Billy the Kid was shot dead after escaping from jail in 1881, aged 21.
Albuquerque lawyer Randi McGinn recently began a campaign for his pardon, alleging that New Mexico's territorial governor, Lew Wallace, had promised the outlaw a chance at freedom if he testified in a murder case against three men.
Bill Richardson, New Mexico's current governor, leaves office at the end of 2010 and was asked to consider a pardon before he exits the governor's mansion.
However, Mr Richardson said he decided against a pardon "because of a lack of conclusiveness and the historical ambiguity as to why Gov Wallace reneged on his promise".
Known as one of the most notorious gunfighters of the American West, Billy the Kid was reputedly born in New York but moved to Colorado with his mother and brothers when his father died.
He fell into a career of thievery and lawlessness and was hunted across the southern US states and northern Mexico.
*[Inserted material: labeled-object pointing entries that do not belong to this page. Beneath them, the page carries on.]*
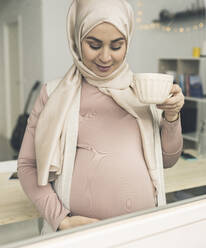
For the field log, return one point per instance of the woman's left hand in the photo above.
(173, 105)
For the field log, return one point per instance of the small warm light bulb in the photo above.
(139, 4)
(195, 27)
(201, 25)
(181, 30)
(168, 29)
(139, 20)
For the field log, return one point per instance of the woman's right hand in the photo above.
(74, 221)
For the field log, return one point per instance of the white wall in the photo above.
(146, 48)
(56, 55)
(149, 45)
(30, 13)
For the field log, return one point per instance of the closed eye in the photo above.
(95, 47)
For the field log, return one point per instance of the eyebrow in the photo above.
(99, 41)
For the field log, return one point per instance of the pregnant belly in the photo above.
(106, 185)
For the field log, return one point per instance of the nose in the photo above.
(105, 55)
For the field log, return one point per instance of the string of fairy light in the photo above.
(171, 27)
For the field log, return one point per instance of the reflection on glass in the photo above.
(173, 43)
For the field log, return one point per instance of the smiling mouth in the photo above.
(103, 68)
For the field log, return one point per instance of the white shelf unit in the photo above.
(190, 66)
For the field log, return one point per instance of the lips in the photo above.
(103, 68)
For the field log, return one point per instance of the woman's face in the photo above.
(103, 49)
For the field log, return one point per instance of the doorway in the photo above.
(12, 75)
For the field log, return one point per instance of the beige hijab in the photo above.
(57, 129)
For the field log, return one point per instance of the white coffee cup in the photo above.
(153, 88)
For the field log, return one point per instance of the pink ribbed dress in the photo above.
(110, 177)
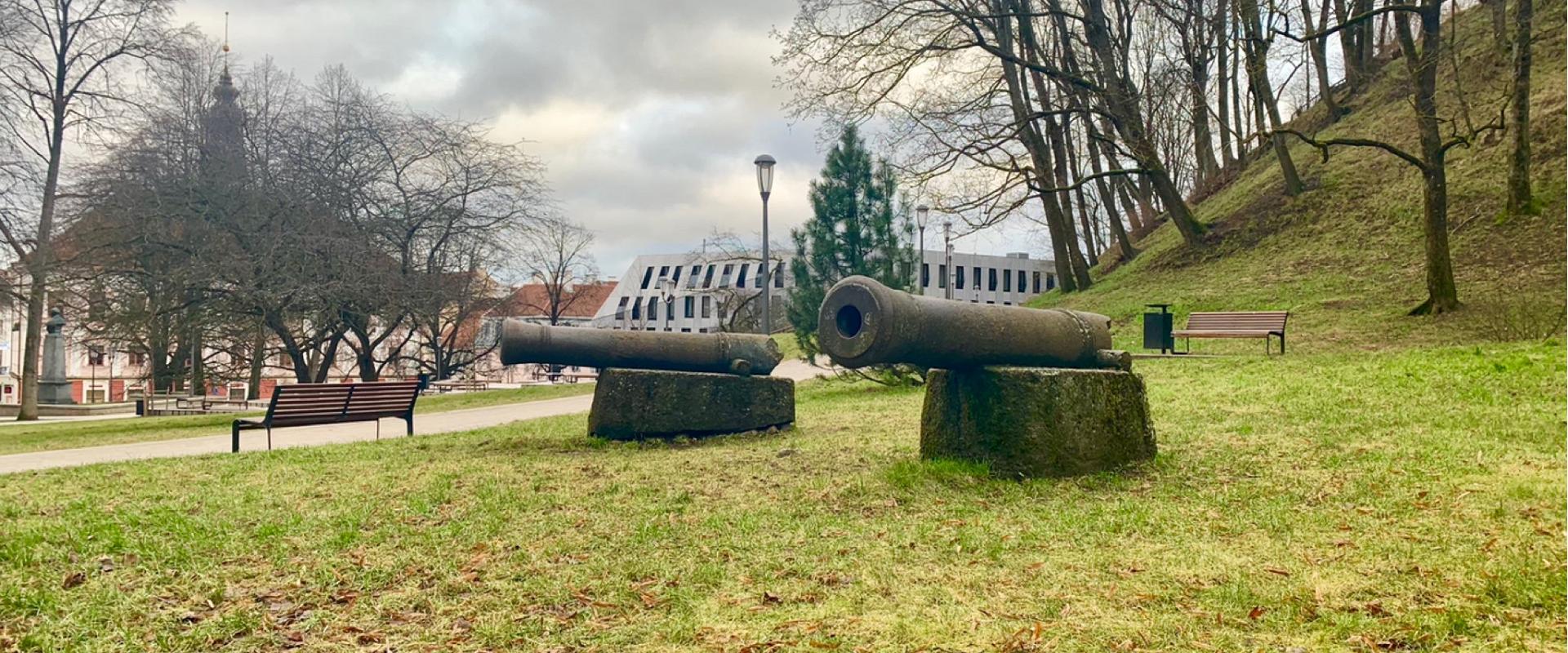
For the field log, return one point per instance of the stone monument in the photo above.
(52, 385)
(656, 384)
(1027, 392)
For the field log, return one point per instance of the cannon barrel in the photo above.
(637, 349)
(866, 323)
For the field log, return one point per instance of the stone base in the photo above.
(635, 404)
(1037, 422)
(56, 392)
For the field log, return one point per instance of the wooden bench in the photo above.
(1236, 325)
(306, 404)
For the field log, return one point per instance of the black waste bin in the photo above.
(1157, 329)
He is widely thought to have killed 21 people, although some sources put the figure as high as 27. New Mexico's tourism officials put the number as low as nine.
Eventually captured by Sheriff Patrick Floyd Garrett, Billy the Kid stood trial for the 1878 murder and was eventually sentenced to hang.
But he escaped jail on 30 April 1881, killing two deputies and going on the run.
He was eventually tracked down, ambushed and killed by Garrett on 14 July 1881.